How Coronavirus is Impacting Farmers

How Coronavirus is Impacting Farmers

By Lily Erb, Content Writer

When shopping for groceries, how often do you stop and think about where your food comes from? For most, the thought doesn’t go past a quick glance at a sticker that reads “Product of California” or any other major growing state. The convenience of grocery stores has disconnected us from understanding the source of our food. Isolated in the cities and suburbs, many of us fail to consider the lives of the people who grow our food. Like us, farmers’ livelihoods and businesses have been impacted by the coronavirus. 

Coronavirus has presented numerous new problems to the farming industry.

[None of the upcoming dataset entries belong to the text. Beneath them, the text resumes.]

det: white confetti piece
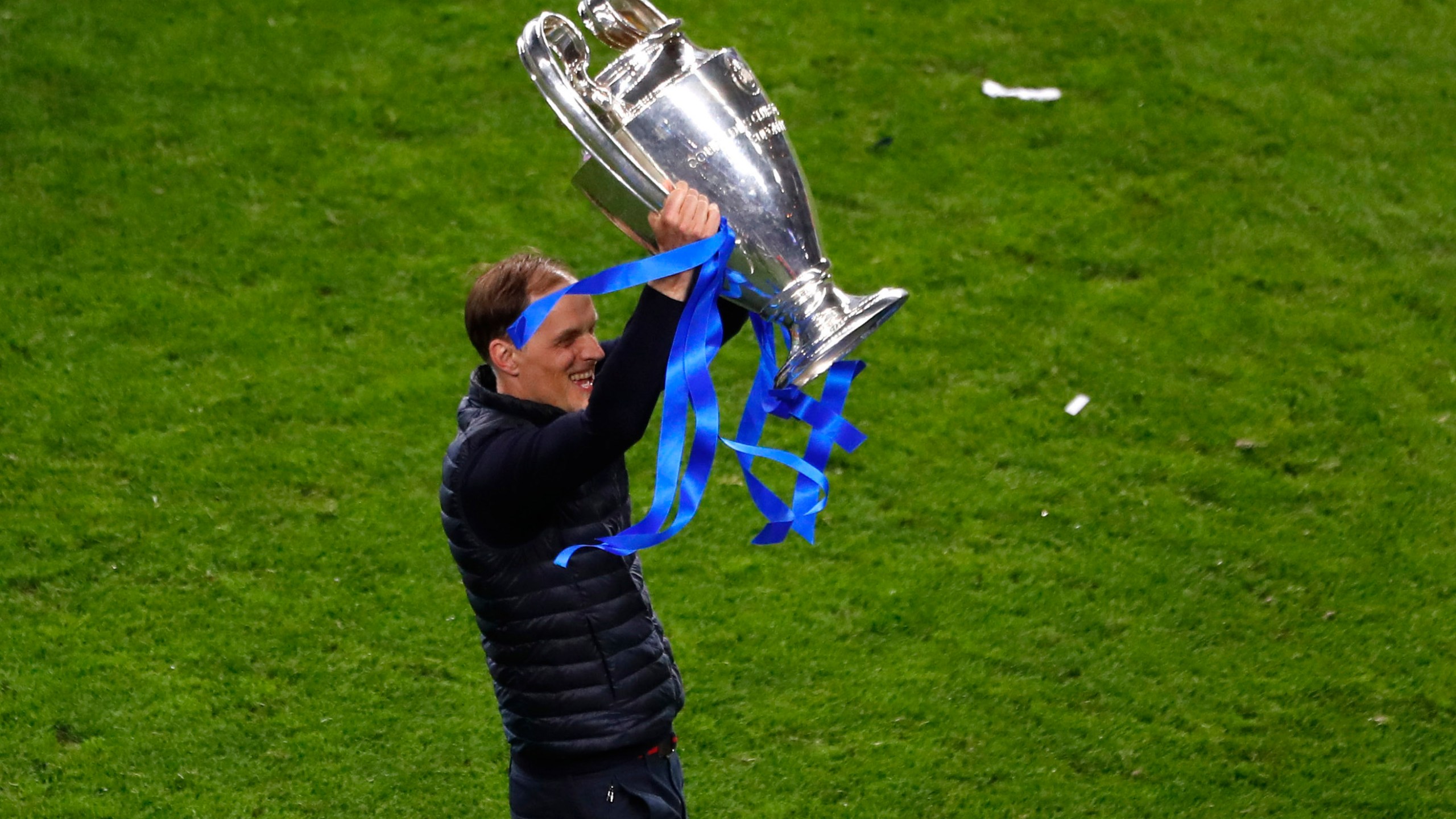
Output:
[981,80,1061,102]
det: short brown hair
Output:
[465,251,577,365]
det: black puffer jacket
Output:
[440,367,683,765]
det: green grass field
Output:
[0,0,1456,817]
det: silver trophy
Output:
[517,0,908,386]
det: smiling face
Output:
[491,289,603,412]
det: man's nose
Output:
[578,334,607,361]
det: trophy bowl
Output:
[517,0,908,386]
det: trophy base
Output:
[773,287,910,388]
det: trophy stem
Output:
[773,284,910,388]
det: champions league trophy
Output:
[517,0,908,386]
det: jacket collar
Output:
[470,365,566,425]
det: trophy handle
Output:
[577,0,671,51]
[515,11,671,210]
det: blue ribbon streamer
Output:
[508,220,865,565]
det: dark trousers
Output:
[511,752,687,819]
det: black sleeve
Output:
[462,287,683,544]
[718,299,748,344]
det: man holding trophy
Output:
[441,184,746,819]
[440,0,907,819]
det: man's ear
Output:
[491,338,521,376]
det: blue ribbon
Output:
[508,220,865,565]
[723,313,865,545]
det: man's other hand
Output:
[647,181,719,301]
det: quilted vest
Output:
[440,366,683,764]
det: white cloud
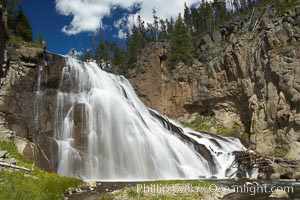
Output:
[55,0,199,37]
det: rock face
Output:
[0,3,7,76]
[0,41,65,171]
[130,3,300,159]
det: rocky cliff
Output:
[130,2,300,159]
[0,39,65,171]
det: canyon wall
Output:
[130,6,300,159]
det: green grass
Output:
[183,116,248,138]
[274,0,298,14]
[0,141,83,200]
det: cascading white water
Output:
[55,58,245,180]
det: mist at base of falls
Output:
[50,58,245,181]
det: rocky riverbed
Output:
[65,179,300,200]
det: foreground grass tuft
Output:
[0,141,83,200]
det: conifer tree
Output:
[36,33,44,46]
[15,7,32,42]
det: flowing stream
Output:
[55,58,245,181]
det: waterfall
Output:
[55,58,245,180]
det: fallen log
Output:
[0,162,32,172]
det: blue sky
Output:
[22,0,198,54]
[22,0,118,55]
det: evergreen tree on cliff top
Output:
[15,7,32,42]
[169,13,194,68]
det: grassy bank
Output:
[98,180,232,200]
[0,141,82,200]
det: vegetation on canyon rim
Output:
[0,0,293,199]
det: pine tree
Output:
[184,3,192,39]
[169,13,194,66]
[15,7,32,42]
[36,33,44,46]
[127,25,142,68]
[152,8,159,41]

With lockdown orders in place, restaurants were forced to close down. Many restaurants remained completely closed, while some opted to remain open for curbside take-out only. Due to reduced business, restaurants no longer needed to buy the typical amount of produce. The decrease in purchases drove demand for food way down, leaving farmers stuck with produce they couldn’t sell. The New York Times reports that farmers are dumping millions of gallons of milk, plowing over ripe cabbages and beans, and burying a million pounds of unused onions. Grocery stores saw an increase in sales as more people cooked meals at home, but it was not enough to offset the incredible waste of produce farmers are seeing. Many farmers say that they have donated a portion of their unsold produce to food banks and programs like meals on wheels, but the perishable nature of their produce inhibits them from donating everything.

The Trump Administration is providing funding to farmers who have been hit hard by the pandemic, but the amount of funding is not enough to offset the damage done. According to Time, the net income for farmers is expected to decline by $20 billion. Trump’s trade war with China also hit American farmers hard, as China was one of America’s largest trading partners. For the previous years, farmers have taken on considerable loss as they were not able to export goods to China. This year, a new trade deal was struck with China, which would have proved beneficial if Covid-19 hadn’t incapicated China. Farmers who expected an economic boost were met with a downward spike in income.

Coronavirus also put farm workers at an increased risk. Bloomberg reports that one farm in Tennessee administered Covid-19 tests to all of its field workers. The results of the test came back positive for every single worker, roughly 200 employees infected. PBS reports that farm workers are one of the most at risk demographics for contracting Covid-19. Many farm workers live with extended family members, carpool to their jobs, and work closely to other workers, making social distancing impossible. While many workers acknowledge the risk, they choose to work anyway for fear of losing their jobs. These factors present an extremely high risk of spreading Covid-19 among rural communities where many people support their families by working on farms.